Finra said compensation costs also rose because of the addition of 470 employees on the full-year 2008 payroll who joined from the group’s merger with NYSE Regulation.
As a private, non-profit firm, Finra does not file annual proxy documents disclosing executive salaries. Each of its operating units, however, discloses compensation in its annual Form 990 Internal Revenue Service filings for tax-exempt organizations.
Finra’s operating loss last year was dominated by a $568 million decline in its investment portfolio, a 26.5% drop that erased almost all of the company’s positive gains from the previous four years. After Mr. Ketchum arrived, Finra radically repositioned its investment portfolio from hedge funds and other alternative investments into more conservative investments.

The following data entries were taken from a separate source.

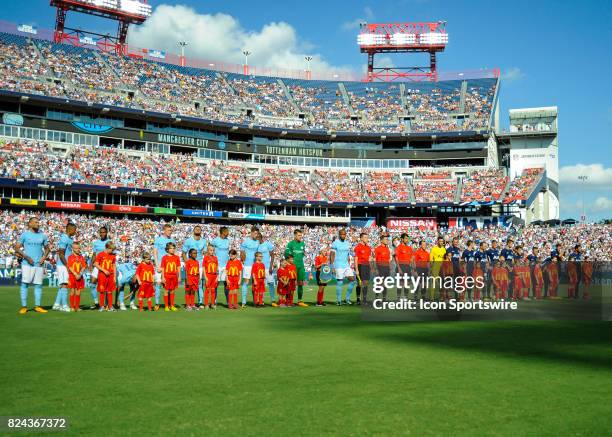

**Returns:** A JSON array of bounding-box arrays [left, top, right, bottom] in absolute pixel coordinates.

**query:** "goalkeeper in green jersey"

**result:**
[[284, 229, 309, 307]]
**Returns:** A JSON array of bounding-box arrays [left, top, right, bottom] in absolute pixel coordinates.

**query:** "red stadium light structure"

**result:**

“Like many organizations, Finra was affected by the credit crisis and the economic downturn in two ways,” Mr. Ketchum wrote in the company’s annual report. “First, revenues used to fund operations from expected investment returns (less than 10%) did not materialize. Second, Finra’s investments were not immune from the unprecedented decline.”
Finra’s management compensation committee approves all pay for employees whose compensation exceeds $1 million, according to the tax forms. That committee includes four board members from outside the securities industry. The committee hired Mercer Inc., a compensation consultant, to help determine the fairness of its 2008 executive pay, according to the forms.